At the base of Anvil Mountain lie great mounds of dirt which make a wonderful "alpine climbing gym" for busy urban climbers who don't have the time for real mountains. The tailings have been extensively reworked the last few summers by heavy machinery, making the Anvil Mounds a strangely transitory medium upon which to climb in the same way that ice climbs are transitory. Each year, in late Fall, the big Excavators are parked for the season, and the coast is clear for climbers to sneak in there and confront a whole new configuration of dirt climbing problems formed by the awesome amounts of dirt moved by the miners. "Mud Mounding" is a brutish form of climbing, highly dependent on weather patterns and the saturation and temperature of the mud. The climber must whack their precious and expensive ice tools into frozen mud. At its best the mud behaves like water ice, but at its worst, the mud has the consistency of concrete which no delicate flick of an ice axe can penetrate. It is fun to wander in the fading light of an early winter day and scamper about in the mounds, canyons, bowls, cliffs, slabs, the whole playground likely toxic. Adrenalin is available upon request. Kigsblog avows any knowledge of climbing on these grounds and everything written above is merely speculative, however, there has been documentation of this changing, reimagined landscape from the state right-of-way.  Here is a double-conjunction composite of Mud Mound shots from the previous two years.



















Higher on Anvil Mt., Vince is hooking schist



Vince demonstrating there IS such a thing as "Dry Tool Bouldering" on King Mt.

KING MOUNTAIN






KOUGARAK ROAD CORRIDOR ICE 

Many years ago during his young turk phase, Mr. Collins reported to me that he and another young turk, Graham, had climbed a low angle "ice fall" above the road opposite where you park for Dorothy Falls. It came in again during this band of time. Mostly just a minor, unnamed, frozen creek, it's not even steep enough for a WI rating, but here, I will dress it up anyway with all the trappings of a big time second ascent for all my sponsors to view: Quayagit (He Almost Slipped), WI 0.5  So much fun to poke around the draws above the Kougarak Road in early winter hunting for ice that seldom or never forms, past the end-of-the-road signs that have been put up for the end of the season.

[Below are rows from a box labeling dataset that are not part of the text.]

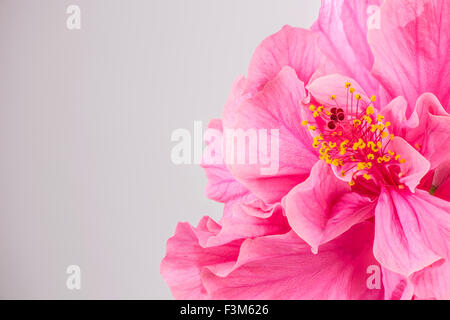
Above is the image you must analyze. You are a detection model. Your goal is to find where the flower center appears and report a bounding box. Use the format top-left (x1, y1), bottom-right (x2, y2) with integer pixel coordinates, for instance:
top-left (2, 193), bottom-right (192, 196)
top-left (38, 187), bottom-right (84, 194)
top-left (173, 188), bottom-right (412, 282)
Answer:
top-left (302, 83), bottom-right (405, 189)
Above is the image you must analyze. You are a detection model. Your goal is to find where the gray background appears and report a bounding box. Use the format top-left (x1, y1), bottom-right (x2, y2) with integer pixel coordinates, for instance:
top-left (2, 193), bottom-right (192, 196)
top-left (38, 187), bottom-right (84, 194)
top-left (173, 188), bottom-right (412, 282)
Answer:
top-left (0, 0), bottom-right (320, 299)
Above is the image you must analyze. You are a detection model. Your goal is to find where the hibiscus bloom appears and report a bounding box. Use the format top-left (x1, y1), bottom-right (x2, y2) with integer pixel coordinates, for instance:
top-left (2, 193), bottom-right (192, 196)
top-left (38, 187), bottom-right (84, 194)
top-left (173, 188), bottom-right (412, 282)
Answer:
top-left (161, 0), bottom-right (450, 299)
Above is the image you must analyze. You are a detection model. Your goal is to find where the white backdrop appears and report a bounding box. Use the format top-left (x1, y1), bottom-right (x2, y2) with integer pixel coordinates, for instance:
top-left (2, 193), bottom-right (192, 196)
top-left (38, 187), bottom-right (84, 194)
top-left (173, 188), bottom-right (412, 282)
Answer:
top-left (0, 0), bottom-right (320, 299)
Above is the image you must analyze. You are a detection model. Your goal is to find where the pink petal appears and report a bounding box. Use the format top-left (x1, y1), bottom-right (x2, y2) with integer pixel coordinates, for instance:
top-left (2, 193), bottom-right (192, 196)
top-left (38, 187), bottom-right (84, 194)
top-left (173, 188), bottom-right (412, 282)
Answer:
top-left (206, 199), bottom-right (291, 247)
top-left (411, 260), bottom-right (450, 300)
top-left (202, 120), bottom-right (249, 202)
top-left (306, 74), bottom-right (370, 110)
top-left (406, 94), bottom-right (450, 169)
top-left (161, 217), bottom-right (242, 300)
top-left (433, 161), bottom-right (450, 201)
top-left (283, 161), bottom-right (375, 253)
top-left (224, 67), bottom-right (317, 203)
top-left (389, 137), bottom-right (430, 192)
top-left (368, 0), bottom-right (450, 114)
top-left (374, 189), bottom-right (450, 276)
top-left (382, 268), bottom-right (414, 300)
top-left (382, 93), bottom-right (450, 169)
top-left (245, 26), bottom-right (322, 92)
top-left (312, 0), bottom-right (382, 100)
top-left (202, 222), bottom-right (383, 300)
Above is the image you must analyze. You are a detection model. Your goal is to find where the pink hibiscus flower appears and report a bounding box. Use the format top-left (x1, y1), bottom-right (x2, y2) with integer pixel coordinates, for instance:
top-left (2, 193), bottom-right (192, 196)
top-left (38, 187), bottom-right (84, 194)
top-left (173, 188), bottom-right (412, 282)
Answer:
top-left (161, 0), bottom-right (450, 299)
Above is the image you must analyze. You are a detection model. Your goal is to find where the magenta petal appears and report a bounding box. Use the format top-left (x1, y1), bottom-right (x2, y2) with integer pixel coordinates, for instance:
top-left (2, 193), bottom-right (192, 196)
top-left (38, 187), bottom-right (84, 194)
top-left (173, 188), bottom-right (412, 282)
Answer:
top-left (306, 74), bottom-right (370, 109)
top-left (368, 0), bottom-right (450, 114)
top-left (283, 161), bottom-right (375, 252)
top-left (312, 0), bottom-right (382, 99)
top-left (374, 189), bottom-right (450, 276)
top-left (411, 260), bottom-right (450, 300)
top-left (224, 67), bottom-right (317, 204)
top-left (207, 200), bottom-right (291, 247)
top-left (161, 217), bottom-right (242, 300)
top-left (245, 26), bottom-right (322, 92)
top-left (202, 222), bottom-right (383, 300)
top-left (382, 268), bottom-right (414, 300)
top-left (389, 137), bottom-right (430, 192)
top-left (406, 94), bottom-right (450, 169)
top-left (202, 119), bottom-right (249, 202)
top-left (382, 93), bottom-right (450, 169)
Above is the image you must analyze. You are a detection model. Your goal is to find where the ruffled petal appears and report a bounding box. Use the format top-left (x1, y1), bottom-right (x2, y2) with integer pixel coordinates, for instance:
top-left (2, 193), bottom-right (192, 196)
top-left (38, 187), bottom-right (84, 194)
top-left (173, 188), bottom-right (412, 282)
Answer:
top-left (368, 0), bottom-right (450, 115)
top-left (202, 222), bottom-right (383, 300)
top-left (382, 93), bottom-right (450, 169)
top-left (282, 161), bottom-right (375, 253)
top-left (373, 189), bottom-right (450, 276)
top-left (311, 0), bottom-right (382, 100)
top-left (161, 217), bottom-right (242, 300)
top-left (411, 260), bottom-right (450, 300)
top-left (202, 119), bottom-right (249, 203)
top-left (382, 268), bottom-right (414, 300)
top-left (223, 67), bottom-right (317, 204)
top-left (245, 26), bottom-right (322, 92)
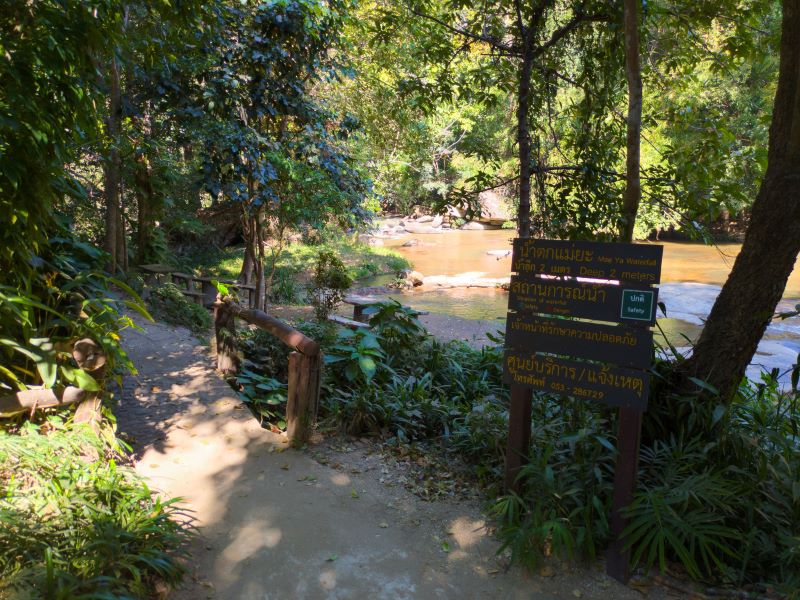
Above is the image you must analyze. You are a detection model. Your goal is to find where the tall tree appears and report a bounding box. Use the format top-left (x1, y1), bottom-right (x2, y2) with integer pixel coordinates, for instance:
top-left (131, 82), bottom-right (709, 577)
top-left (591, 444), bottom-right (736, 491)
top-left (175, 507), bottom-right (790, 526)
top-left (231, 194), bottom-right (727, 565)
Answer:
top-left (620, 0), bottom-right (642, 242)
top-left (196, 0), bottom-right (364, 308)
top-left (683, 0), bottom-right (800, 399)
top-left (394, 0), bottom-right (611, 237)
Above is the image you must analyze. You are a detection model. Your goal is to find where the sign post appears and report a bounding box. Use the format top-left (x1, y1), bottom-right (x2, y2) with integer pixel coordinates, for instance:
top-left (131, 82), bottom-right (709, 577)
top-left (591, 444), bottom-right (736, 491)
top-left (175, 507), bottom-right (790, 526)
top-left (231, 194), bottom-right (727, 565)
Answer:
top-left (503, 239), bottom-right (663, 582)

Quayagit (He Almost Slipped)
Ben at Dorothy Falls
Nest Left, Engstrom's, (M4.) Great climb, but
off limits due to nesting Eagles



AYASAYUQ 

Here, embedded within the interference patterns of this post, lies another Ring of Ayasayuk, viewed through a valence of two years. Water finds its pathway down the tiers of the Cape Nome quarry and forms ice climbs. But just like the Anvil Mud Mounds, the quarry gets worked by machinery during the summer season and Fall finds an entirely new scarp for which climbers to practice absurd derivations of Mixed Alpine Climbing. The temperature gradient dropped a little too succintly this last Fall into the sub-freezing zone and the ice was scant, but previous years did better.  The quarry is Bering Straits Native Corporation property and Kigsblog disavows any knowledge of climbing within the boundaries but will offer that the giant scar is a fascinating little ecosystem unto itself with its own awareness, moods, and ectoplasmic resonance from the past.